We use Interactive Brokers for all of our execution, and love their quality and speed. Part of the way they achieve such stellar execution is by ensuring that there are enough market makers and volume for securities that are traded. So called “junk” stocks are a no-no. To continue providing us with great service, IB and kaChing has been working on defining a “good” list and have set our mind on stocks on specific OTC exchanges cheaper than $5 are junk.

To measure the impact on our users, I set forth to get a count on how many portfolios would be affected by such rule. Our security master, the file containing raw information about securities, is named KachingDaily20091112.csv. First step, count how many securities are in each exchange.

The file is a CSV file with quoted data (e.g. company names) which has on the first column symbols and on the third column exchanges.

$ sed -e 's/"[^"]*"//g' KachingDaily20091112.csv | cut -d, -f 3 | sort | uniq -c
   1223 AMEX
    514 NASDAQCM
   1731 NASDAQGM
   1234 NASDAQGS
   3354 NYSE
    862 NYSEARCA
   2616 OTCBB
  19881 OTHEROTC
   3294 PINKSHEETS

The important part is filtering our data that contains commas (,) within quotes (“Super Bank, LLC”) which would mess up the parsing.

Let’s fetch prices now.

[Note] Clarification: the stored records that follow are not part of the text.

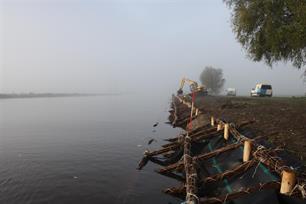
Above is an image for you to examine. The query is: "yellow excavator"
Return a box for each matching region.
[177,78,207,95]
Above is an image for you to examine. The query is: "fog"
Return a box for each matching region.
[0,0,305,96]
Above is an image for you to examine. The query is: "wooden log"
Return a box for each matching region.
[280,169,296,195]
[200,181,280,204]
[184,135,198,204]
[203,160,257,183]
[242,140,252,162]
[159,143,242,172]
[163,185,186,200]
[156,171,186,182]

All our backends are service oriented and we use POST requests to talk to them. For example, we fetch a delayed quote for AAPL from the TickerFeed using

curl -sd "q=GetDelayedQuotes&p0=AAPL" tf0:8081

We can combine this command to get all the prices in one fell swoop

$ sed -e 's/"[^"]*"//g' KachingDaily20091112.csv | cut -d, -f 1,3 | 
    egrep ',(OTCBB|OTHEROTC|PINKSHEETS)$' | while read line; do
  symbol=$(echo $line | cut -d, -f 1)
  price=$(curl -sd "q=GetDelayedQuotes&p0=$symbol" tf0:8081 | jgrep 0.p)
  echo "$line,$price"
done > otc_with_prices.txt

The jgrep is our internal “JSON grep” tool. That’ll be the topic of another post.

We’re almost done. Last step is to look at all securities which price lower than $5.

$ egrep -v ',null$' otc_with_prices.txt | 
    sed -e 's/,([0-9]*).[0-9]*/,1/' | egrep ',[0-4]$' | wc -l
15316

After that quick tour, my hope is that you’ll be as excited as I to do shell scripting.